Let's Encrypt is a non-profit Certificate Authority that issues TLS certificates for free. You can mint a cert in about 30 seconds with an automated client. It's the reason your SaaS doesn't have a $20K/year Comodo bill.
How it works at a high level
- Your edge calls Let's Encrypt's API saying "I want a cert for
acme.com." - Let's Encrypt responds with a challenge: "Prove you control this domain. Either put this token at a specific URL on the domain (HTTP-01), or publish this token as a TXT record (DNS-01)."
- Your edge satisfies the challenge.
- Let's Encrypt verifies the challenge passed.
- Your edge submits a Certificate Signing Request.
- Let's Encrypt returns a signed certificate, valid for 90 days.
Rate limits (the bit that bites you at scale)
If you're running multi-tenant SaaS with thousands of custom domains, these are the limits to know:
- 50 new certs per registered domain per week (per FQDN).
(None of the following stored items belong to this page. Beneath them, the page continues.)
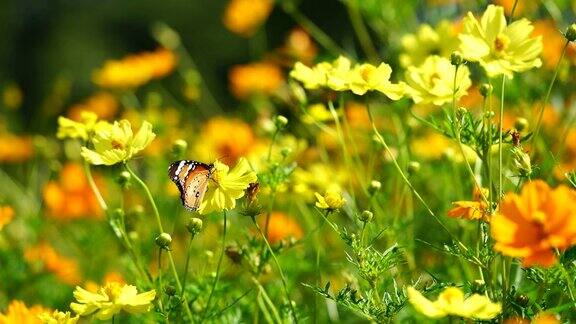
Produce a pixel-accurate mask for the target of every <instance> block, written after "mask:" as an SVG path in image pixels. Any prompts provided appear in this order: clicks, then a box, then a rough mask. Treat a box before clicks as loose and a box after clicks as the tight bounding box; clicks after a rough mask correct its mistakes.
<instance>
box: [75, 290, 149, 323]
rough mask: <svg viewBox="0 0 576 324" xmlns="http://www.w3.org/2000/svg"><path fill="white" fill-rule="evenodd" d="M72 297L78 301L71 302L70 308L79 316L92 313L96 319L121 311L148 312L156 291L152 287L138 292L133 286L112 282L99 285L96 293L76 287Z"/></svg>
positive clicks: (86, 315) (111, 317)
mask: <svg viewBox="0 0 576 324" xmlns="http://www.w3.org/2000/svg"><path fill="white" fill-rule="evenodd" d="M74 298H76V300H77V301H78V302H77V303H71V304H70V308H71V309H72V310H73V311H74V312H75V313H77V314H79V315H80V316H88V315H92V314H94V317H96V318H97V319H100V320H107V319H110V318H112V317H113V316H114V315H116V314H118V313H120V312H121V311H126V312H128V313H130V314H138V313H146V312H148V311H149V310H150V309H151V308H152V301H154V298H156V291H155V290H154V289H152V290H150V291H147V292H144V293H140V294H139V293H138V290H137V289H136V287H135V286H132V285H121V284H119V283H116V282H112V283H108V284H106V286H104V287H101V288H100V289H99V290H98V292H97V293H92V292H89V291H88V290H85V289H83V288H81V287H76V290H74Z"/></svg>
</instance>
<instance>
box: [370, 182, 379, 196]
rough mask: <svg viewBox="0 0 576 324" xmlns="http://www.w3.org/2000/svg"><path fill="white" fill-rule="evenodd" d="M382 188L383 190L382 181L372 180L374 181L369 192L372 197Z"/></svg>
mask: <svg viewBox="0 0 576 324" xmlns="http://www.w3.org/2000/svg"><path fill="white" fill-rule="evenodd" d="M380 188H382V183H380V181H378V180H372V181H370V187H368V192H369V193H370V194H371V195H373V194H375V193H376V192H377V191H378V190H380Z"/></svg>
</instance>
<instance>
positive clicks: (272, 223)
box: [260, 212, 302, 244]
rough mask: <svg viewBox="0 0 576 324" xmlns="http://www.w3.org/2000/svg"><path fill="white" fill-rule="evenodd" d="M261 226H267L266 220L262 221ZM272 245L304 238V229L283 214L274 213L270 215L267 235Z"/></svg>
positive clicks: (299, 224)
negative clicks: (294, 239) (273, 244)
mask: <svg viewBox="0 0 576 324" xmlns="http://www.w3.org/2000/svg"><path fill="white" fill-rule="evenodd" d="M260 226H261V227H262V228H264V227H265V226H266V220H262V222H261V223H260ZM266 237H267V238H268V241H270V243H271V244H274V243H277V242H279V241H281V240H284V239H288V238H295V239H300V238H302V228H301V227H300V224H298V222H297V221H296V220H294V219H293V218H291V217H288V215H286V214H284V213H282V212H273V213H272V214H270V220H269V223H268V233H267V235H266Z"/></svg>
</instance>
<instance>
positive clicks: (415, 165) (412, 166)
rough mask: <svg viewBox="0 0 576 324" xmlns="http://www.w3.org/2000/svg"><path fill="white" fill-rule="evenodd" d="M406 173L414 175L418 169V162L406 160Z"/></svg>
mask: <svg viewBox="0 0 576 324" xmlns="http://www.w3.org/2000/svg"><path fill="white" fill-rule="evenodd" d="M406 171H408V175H414V174H416V173H418V171H420V162H417V161H410V162H408V167H407V168H406Z"/></svg>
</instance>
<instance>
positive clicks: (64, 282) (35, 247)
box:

Mostly irrelevant for SaaS since each tenant has their own domain.
- 300 new orders per account per 3 hours. This is the one that hurts.
- 5 duplicate certs per week (same exact set of hostnames). Doesn't usually matter.
The 300-per-3-hours limit means if you onboard 500 customer domains in a single afternoon, you'll hit a rate-limit wall. Solutions:
- Stagger issuance over time.
- Run multiple ACME accounts and rotate.
- Use a paid CA (DigiCert, GlobalSign) above a threshold.
Why every custom-domain SaaS uses it
Because the alternative is paying $50–$200 per domain per year, multiplied by thousands of customer domains. The math doesn't work without a free CA.